Five months after performing surgery on a cancer patient, the surgeon contracted the same rare form of the disease.
A surgeon was diagnosed with a rare form of cancer just five months after operating on a 32-year-old man from Germany who had the disease.
The medical team involved with the bizarre case concluded that the doctor had accidentally ‘transplanted’ the disease into himself after suffering a cut on his hand while operating on a patient who was having a tumour removed from his abdomen.
Despite the surgeon’s wound being disinfected and bandaged immediately, the surgeon noticed a small lump developing in the same spot as the injury several months on from the incident.
Professionals diagnosed the surgeon with a malignant tumour and tests showed it was genetically identical to the cancer suffered by his former patient, leading to the belief that the tumour cells from the patient had entered the cut on his hand.
The case was first reported in 1996, but has resurfaced with renewed interest in recent days.

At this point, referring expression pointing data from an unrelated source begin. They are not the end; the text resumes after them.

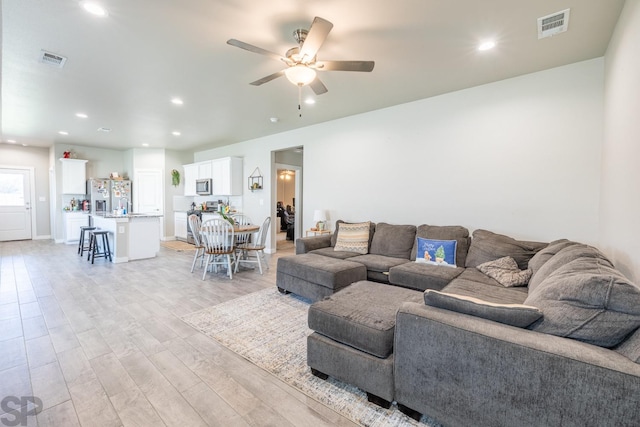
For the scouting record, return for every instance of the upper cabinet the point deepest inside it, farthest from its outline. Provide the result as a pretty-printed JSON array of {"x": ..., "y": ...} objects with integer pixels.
[
  {"x": 227, "y": 176},
  {"x": 189, "y": 179},
  {"x": 74, "y": 176}
]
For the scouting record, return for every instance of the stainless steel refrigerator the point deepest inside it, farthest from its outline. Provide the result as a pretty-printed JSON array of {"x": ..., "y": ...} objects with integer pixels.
[
  {"x": 121, "y": 195},
  {"x": 99, "y": 194}
]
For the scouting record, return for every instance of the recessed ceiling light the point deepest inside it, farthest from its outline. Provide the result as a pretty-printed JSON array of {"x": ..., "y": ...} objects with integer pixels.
[
  {"x": 487, "y": 45},
  {"x": 94, "y": 8}
]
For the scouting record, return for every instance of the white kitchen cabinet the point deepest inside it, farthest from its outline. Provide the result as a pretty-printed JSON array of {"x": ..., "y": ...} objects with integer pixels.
[
  {"x": 74, "y": 176},
  {"x": 190, "y": 176},
  {"x": 73, "y": 221},
  {"x": 227, "y": 176},
  {"x": 180, "y": 225}
]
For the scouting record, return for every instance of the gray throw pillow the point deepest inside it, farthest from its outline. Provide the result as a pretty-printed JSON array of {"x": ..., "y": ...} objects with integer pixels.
[
  {"x": 488, "y": 246},
  {"x": 587, "y": 300},
  {"x": 511, "y": 314},
  {"x": 506, "y": 272},
  {"x": 393, "y": 240}
]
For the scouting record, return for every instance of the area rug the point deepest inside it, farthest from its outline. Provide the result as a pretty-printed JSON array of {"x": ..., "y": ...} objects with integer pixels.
[
  {"x": 270, "y": 330},
  {"x": 177, "y": 245}
]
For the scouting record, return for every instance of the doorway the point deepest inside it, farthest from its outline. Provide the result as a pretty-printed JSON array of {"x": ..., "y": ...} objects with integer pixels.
[
  {"x": 15, "y": 204},
  {"x": 286, "y": 197}
]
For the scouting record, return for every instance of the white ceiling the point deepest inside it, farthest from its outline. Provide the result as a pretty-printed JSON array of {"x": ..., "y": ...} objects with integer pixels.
[{"x": 123, "y": 70}]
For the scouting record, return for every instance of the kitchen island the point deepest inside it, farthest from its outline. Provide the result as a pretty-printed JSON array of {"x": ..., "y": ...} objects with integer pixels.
[{"x": 131, "y": 236}]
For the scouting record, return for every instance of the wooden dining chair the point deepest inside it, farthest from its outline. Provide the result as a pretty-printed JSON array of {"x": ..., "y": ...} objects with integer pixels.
[
  {"x": 195, "y": 223},
  {"x": 255, "y": 248},
  {"x": 218, "y": 238},
  {"x": 242, "y": 238}
]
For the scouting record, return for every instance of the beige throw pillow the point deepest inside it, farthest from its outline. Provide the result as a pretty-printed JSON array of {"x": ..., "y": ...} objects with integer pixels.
[
  {"x": 353, "y": 237},
  {"x": 506, "y": 272}
]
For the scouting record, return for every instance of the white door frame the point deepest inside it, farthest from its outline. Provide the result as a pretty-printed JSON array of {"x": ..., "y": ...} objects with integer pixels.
[{"x": 32, "y": 195}]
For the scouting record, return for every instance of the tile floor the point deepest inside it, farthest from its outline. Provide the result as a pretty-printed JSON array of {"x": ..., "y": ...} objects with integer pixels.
[{"x": 103, "y": 345}]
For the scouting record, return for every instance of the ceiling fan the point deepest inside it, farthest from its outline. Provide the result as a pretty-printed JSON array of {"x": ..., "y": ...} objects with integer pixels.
[{"x": 301, "y": 61}]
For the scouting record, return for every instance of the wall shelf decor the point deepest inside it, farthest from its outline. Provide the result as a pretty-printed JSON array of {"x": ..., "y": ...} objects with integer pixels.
[{"x": 255, "y": 180}]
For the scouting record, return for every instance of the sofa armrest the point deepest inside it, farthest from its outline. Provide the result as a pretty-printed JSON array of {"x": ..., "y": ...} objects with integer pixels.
[
  {"x": 307, "y": 244},
  {"x": 464, "y": 370}
]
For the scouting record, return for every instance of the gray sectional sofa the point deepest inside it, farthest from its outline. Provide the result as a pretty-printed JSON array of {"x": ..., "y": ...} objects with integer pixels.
[{"x": 461, "y": 344}]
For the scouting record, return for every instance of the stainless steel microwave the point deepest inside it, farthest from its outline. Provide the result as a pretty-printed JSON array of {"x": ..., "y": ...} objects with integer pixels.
[{"x": 203, "y": 187}]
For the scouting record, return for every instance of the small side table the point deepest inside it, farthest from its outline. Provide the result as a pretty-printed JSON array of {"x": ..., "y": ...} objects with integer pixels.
[{"x": 316, "y": 232}]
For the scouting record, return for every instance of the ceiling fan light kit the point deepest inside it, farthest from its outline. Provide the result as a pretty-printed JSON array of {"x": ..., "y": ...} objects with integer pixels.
[
  {"x": 301, "y": 61},
  {"x": 300, "y": 75}
]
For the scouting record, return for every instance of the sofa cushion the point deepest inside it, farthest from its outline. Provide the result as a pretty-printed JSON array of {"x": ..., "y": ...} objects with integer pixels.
[
  {"x": 511, "y": 314},
  {"x": 630, "y": 348},
  {"x": 362, "y": 316},
  {"x": 566, "y": 252},
  {"x": 334, "y": 236},
  {"x": 353, "y": 237},
  {"x": 587, "y": 300},
  {"x": 332, "y": 253},
  {"x": 445, "y": 232},
  {"x": 422, "y": 276},
  {"x": 506, "y": 272},
  {"x": 488, "y": 246},
  {"x": 474, "y": 283},
  {"x": 436, "y": 252},
  {"x": 378, "y": 263},
  {"x": 547, "y": 252},
  {"x": 393, "y": 240}
]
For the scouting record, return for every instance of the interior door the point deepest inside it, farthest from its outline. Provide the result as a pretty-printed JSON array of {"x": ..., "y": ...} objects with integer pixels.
[{"x": 15, "y": 204}]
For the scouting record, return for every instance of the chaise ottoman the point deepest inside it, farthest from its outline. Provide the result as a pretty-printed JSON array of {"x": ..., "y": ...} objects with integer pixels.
[
  {"x": 316, "y": 276},
  {"x": 354, "y": 334}
]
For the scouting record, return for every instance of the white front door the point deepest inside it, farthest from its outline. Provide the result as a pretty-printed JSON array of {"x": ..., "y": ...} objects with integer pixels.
[
  {"x": 15, "y": 204},
  {"x": 147, "y": 191}
]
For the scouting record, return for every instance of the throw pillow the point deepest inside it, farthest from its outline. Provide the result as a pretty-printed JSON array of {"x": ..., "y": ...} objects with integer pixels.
[
  {"x": 353, "y": 237},
  {"x": 506, "y": 272},
  {"x": 510, "y": 314},
  {"x": 587, "y": 300},
  {"x": 436, "y": 252},
  {"x": 487, "y": 246}
]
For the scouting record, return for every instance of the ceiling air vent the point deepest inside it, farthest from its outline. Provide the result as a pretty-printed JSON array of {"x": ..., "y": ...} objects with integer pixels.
[
  {"x": 52, "y": 59},
  {"x": 553, "y": 24}
]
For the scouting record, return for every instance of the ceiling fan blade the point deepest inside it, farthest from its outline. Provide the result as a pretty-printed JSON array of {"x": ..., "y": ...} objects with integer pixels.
[
  {"x": 365, "y": 66},
  {"x": 255, "y": 49},
  {"x": 268, "y": 78},
  {"x": 317, "y": 35},
  {"x": 318, "y": 87}
]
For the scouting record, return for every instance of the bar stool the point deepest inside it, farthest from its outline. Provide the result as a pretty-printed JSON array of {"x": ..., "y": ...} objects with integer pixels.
[
  {"x": 94, "y": 247},
  {"x": 81, "y": 244}
]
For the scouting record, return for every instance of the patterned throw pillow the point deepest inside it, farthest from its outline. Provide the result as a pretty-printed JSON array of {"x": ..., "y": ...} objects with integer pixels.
[
  {"x": 437, "y": 252},
  {"x": 506, "y": 272},
  {"x": 353, "y": 237}
]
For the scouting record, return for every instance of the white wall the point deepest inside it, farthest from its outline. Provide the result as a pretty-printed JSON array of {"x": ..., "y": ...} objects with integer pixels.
[
  {"x": 521, "y": 156},
  {"x": 620, "y": 206}
]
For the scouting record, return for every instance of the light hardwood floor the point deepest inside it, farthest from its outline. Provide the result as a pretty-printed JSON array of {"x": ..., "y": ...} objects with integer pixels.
[{"x": 103, "y": 345}]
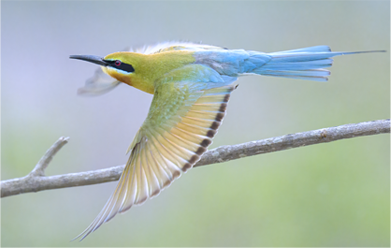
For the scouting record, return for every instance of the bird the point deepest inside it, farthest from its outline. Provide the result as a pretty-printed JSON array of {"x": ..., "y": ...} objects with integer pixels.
[{"x": 191, "y": 84}]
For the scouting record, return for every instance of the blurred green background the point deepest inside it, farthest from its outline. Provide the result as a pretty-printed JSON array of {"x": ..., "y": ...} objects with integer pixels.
[{"x": 329, "y": 195}]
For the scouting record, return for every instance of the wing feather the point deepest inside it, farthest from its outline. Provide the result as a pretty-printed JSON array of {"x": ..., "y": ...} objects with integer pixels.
[{"x": 168, "y": 144}]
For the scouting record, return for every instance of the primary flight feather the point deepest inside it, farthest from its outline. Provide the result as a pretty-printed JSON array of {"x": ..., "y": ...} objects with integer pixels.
[{"x": 191, "y": 84}]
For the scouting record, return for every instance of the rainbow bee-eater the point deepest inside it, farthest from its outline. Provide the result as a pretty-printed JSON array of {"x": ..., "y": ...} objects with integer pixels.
[{"x": 191, "y": 84}]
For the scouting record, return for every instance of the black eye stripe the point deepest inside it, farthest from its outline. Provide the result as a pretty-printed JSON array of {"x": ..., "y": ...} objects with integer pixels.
[{"x": 120, "y": 65}]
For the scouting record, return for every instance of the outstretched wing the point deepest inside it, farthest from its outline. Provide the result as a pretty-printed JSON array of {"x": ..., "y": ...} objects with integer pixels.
[{"x": 182, "y": 120}]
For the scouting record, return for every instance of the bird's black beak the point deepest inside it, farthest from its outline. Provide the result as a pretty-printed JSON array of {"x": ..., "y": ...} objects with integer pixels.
[{"x": 90, "y": 58}]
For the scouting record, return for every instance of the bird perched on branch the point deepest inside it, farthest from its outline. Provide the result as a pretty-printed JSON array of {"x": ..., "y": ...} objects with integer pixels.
[{"x": 191, "y": 84}]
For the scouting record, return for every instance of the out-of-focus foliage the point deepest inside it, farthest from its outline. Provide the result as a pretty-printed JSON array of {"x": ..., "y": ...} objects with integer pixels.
[{"x": 329, "y": 195}]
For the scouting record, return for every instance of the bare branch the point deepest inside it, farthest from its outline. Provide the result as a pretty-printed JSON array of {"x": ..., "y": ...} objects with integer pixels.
[
  {"x": 36, "y": 181},
  {"x": 39, "y": 170}
]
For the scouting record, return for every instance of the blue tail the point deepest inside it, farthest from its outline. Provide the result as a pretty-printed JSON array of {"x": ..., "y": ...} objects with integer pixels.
[{"x": 306, "y": 63}]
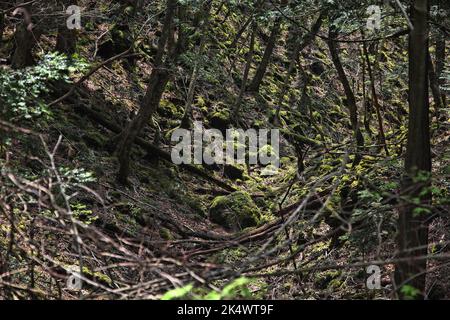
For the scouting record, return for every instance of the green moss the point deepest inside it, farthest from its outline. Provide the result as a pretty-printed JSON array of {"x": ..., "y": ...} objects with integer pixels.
[
  {"x": 166, "y": 234},
  {"x": 236, "y": 211},
  {"x": 220, "y": 119},
  {"x": 169, "y": 110},
  {"x": 328, "y": 279}
]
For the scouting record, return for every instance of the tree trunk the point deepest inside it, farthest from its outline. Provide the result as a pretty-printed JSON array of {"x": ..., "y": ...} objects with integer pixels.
[
  {"x": 298, "y": 48},
  {"x": 435, "y": 90},
  {"x": 186, "y": 122},
  {"x": 381, "y": 135},
  {"x": 159, "y": 78},
  {"x": 25, "y": 39},
  {"x": 66, "y": 40},
  {"x": 237, "y": 106},
  {"x": 350, "y": 97},
  {"x": 261, "y": 71},
  {"x": 412, "y": 225}
]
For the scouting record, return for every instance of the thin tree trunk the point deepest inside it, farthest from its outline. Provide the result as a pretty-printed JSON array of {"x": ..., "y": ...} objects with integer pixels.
[
  {"x": 66, "y": 40},
  {"x": 186, "y": 122},
  {"x": 381, "y": 134},
  {"x": 248, "y": 64},
  {"x": 350, "y": 97},
  {"x": 299, "y": 46},
  {"x": 159, "y": 78},
  {"x": 261, "y": 71},
  {"x": 24, "y": 41},
  {"x": 412, "y": 225},
  {"x": 435, "y": 90}
]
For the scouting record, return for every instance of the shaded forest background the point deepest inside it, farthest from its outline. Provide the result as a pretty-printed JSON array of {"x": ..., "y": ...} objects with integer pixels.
[{"x": 92, "y": 207}]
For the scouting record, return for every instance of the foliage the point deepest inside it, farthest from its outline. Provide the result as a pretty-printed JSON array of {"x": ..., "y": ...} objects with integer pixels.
[{"x": 22, "y": 91}]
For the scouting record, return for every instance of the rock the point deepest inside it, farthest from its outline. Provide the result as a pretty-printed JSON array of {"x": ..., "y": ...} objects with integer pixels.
[
  {"x": 94, "y": 140},
  {"x": 235, "y": 211},
  {"x": 220, "y": 120},
  {"x": 232, "y": 172}
]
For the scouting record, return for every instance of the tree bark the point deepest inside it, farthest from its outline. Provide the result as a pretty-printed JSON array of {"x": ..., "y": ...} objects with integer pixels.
[
  {"x": 248, "y": 64},
  {"x": 261, "y": 71},
  {"x": 186, "y": 122},
  {"x": 66, "y": 40},
  {"x": 25, "y": 39},
  {"x": 350, "y": 96},
  {"x": 298, "y": 48},
  {"x": 381, "y": 134},
  {"x": 159, "y": 78},
  {"x": 412, "y": 238}
]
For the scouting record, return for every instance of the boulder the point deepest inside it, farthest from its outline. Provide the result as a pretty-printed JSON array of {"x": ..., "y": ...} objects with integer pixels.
[{"x": 235, "y": 211}]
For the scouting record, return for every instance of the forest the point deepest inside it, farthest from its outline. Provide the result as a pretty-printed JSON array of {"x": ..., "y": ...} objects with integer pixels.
[{"x": 224, "y": 150}]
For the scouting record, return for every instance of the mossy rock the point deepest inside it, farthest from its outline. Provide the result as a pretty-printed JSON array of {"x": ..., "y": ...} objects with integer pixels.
[
  {"x": 233, "y": 172},
  {"x": 220, "y": 120},
  {"x": 94, "y": 140},
  {"x": 169, "y": 110},
  {"x": 235, "y": 212}
]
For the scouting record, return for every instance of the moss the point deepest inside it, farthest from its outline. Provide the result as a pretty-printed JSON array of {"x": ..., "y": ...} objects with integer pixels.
[
  {"x": 236, "y": 211},
  {"x": 327, "y": 278},
  {"x": 166, "y": 234},
  {"x": 220, "y": 119},
  {"x": 169, "y": 110},
  {"x": 94, "y": 140}
]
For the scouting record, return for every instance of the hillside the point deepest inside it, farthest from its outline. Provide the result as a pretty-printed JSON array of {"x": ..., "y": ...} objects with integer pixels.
[{"x": 92, "y": 205}]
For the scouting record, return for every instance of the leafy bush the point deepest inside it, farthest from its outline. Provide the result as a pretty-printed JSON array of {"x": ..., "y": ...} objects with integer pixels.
[{"x": 22, "y": 90}]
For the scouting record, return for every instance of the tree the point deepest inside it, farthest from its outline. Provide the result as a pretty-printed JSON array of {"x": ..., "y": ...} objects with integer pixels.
[
  {"x": 350, "y": 96},
  {"x": 66, "y": 40},
  {"x": 412, "y": 238},
  {"x": 25, "y": 38},
  {"x": 159, "y": 78}
]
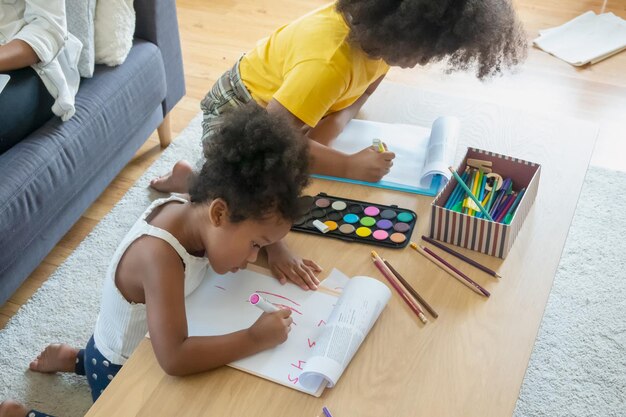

Published in the New England Journal of Medicine, doctors wrote about the “accidental transplantation” of the patient’s malignant fibrous histiocytoma – which is a rare type of cancer that forms in soft tissue with just 1,400 diagnoses per year – due to an “ineffective antitumour immune response” in the surgeon’s body.
The authors of the report wrote: “Normally, transplantation of allogeneic tissue from one person to another induces an immune response that leads to the rejection of the transplanted tissue.
“In the case of the surgeon, an intense inflammatory reaction developed in the tissue surrounding the tumour, but the tumour mass increased, suggesting an ineffective antitumor immune response.”
The authors believed that the tumour “escaped immunologic destruction through several mechanisms,” included alteration to molecules in its cells, and a failure in the surgeon’s body to recognise and attack tumour cells effectively.
Related links:
Two years after the surgeon had his own tumour removed, there were no signs the cancer had spread or returned.
While the 32-year-old cancer patient’s initial surgery was successful, he died following complications after the procedure.
Cases like the surgeon’s are extremely rare and there are currently no statistics on ‘transplanted’ cancer.